Maklumat Kapolri tentang Kepatuhan Terhadap Larangan Kegiatan dan Atribut FPI Dianggap Ngawur
Maklumat yang dikeluarkan Kapolri Idham Azis menuai reaksi. Maklumat tersebut berisi tentang kepatuhan terhadap larangan kegiatan dan atribut FPI.
Dekan Fakultas Hukum Univeristas Muhammadiyah Yogyakarta (UMY) Trisno Raharjo kepada sebuah media nasional menilai, pelarangan tersebut tidak memiliki dasar hukum yang cukup, dan berlebih, mengingat pelarangan tersebut hanya bersandarkan kepada maklumat.
“Biasanya sanksi pidana yang dihubungkan dengan pengumuman atau maklumat yang berisikan larangan hanya berlaku dalam kondisi perang. Saat ini kita tidak berada dalam kondisi tersebut, bila dihubungkan dengan kondisi saat ini yaitu darurat bencana, juga tidak relevan dan tidak berhubungan,” ucapnya.
Trisno menganggap, maklumat tersebut justru menunjukkan kepolisian bukan penerapan diskresi tetapi menjadi bentuk penyalahgunaan kewenangan atau kekuasaan oleh penegak hukum dalam hal ini kepolisian.
“Pada akhirnya maklumat ini menjadikan pihak kepolisian sebagai alat kekuasaan bukan pengayom masyarakat,” tandasnya.
Sementara, sejumlah warganet juga mempertanyakan adanya larangan itu.

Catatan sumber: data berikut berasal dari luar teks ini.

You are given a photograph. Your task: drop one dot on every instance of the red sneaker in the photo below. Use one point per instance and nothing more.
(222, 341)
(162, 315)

Sebab, tidak sedikit konten tentang FPI yang disebarkan di media sosial adalah kegiatan sosial para anggota FPI dalam membantu bencana di sejumlah daerah.
"Om @mohmahfudmd.ini gimana sih, kita sudah reformis dan demokratis, mengapa masih ada pernyataan2 begini? Konten FPI yg dibaca dn disebarkan Rakyat cuman Perjuangan FPI bantu Rakyat," tulis akun @conan_idn.
Komunitas Pers Minta Kapolri Cabut Pasal 2d
Mengenai maklumat yang dikeluarkan Idham Azis, komunites pers meminta pasa 2d dicabut.
Ada empat hal yang disampaikan dalam maklumat itu, yang satu di antaranya tak sejalan dengan semangat demokrasi yang menghormati kebebasan memperoleh informasi dan juga bisa mengancam jurnalis dan media yang tugas utamanya adalah mencari informasi dan menyebarluaskannya kepada publik.
Satu isi maklumatnya, tepatnya di Pasal 2d, yang isinya menyatakan: Masyarakat tidak mengakses, mengunggah, dan menyebarluaskan konten terkait FPI baik melalui website maupun media sosial.
Menyikapi Maklumat di pasal 2d tersebut, dalam rilis yang diterima, komunitas pers menyatakan sikap:
1. Maklumat Kapolri dalam Pasal 2d itu berlebihan dan tidak sejalan dengan semangat kita sebagai negara demokrasi yang menghargai hak masyarakat untuk memperoleh dan menyebarkan informasi. Soal ini tertuang jelas dalam Pasal 28F UUD 1945 yang menyatakan, “Setiap orang berhak untuk berkomunikasi dan memperoleh informasi untuk mengembangkan pribadi dan lingkungan sosialnya, serta berhak untuk mencari, memperoleh, memiliki, menyimpan, mengolah dan menyampaikan informasi dengan menggunakan segala jenis saluran yang tersedia”.
2. Maklumat ini mengancam tugas jurnalis dan media, yang karena profesinya melakukan fungsi mencari dan menyebarkan informasi kepada publik, termasuk soal FPI. Hak wartawan untuk mencari informasi itu diatur dalam Pasal 4 Undang Undang No. 40 tahun 1999 tentang Pers yang isinya menyatakan, "(3) Untuk menjamin kemerdekaan pers, pers nasional mempunyai hak mencari, memperoleh, dan menyebarluaskan gagasan dan informasi."
Isi maklumat itu, yang akan memproses siapa saja yang menyebarkan informasi tentang FPI, juga bisa dikategorikan sebagai "pelarangan penyiaran", yang itu bertentangan dengan pasal 4 ayat 2 Undang Undang Pers.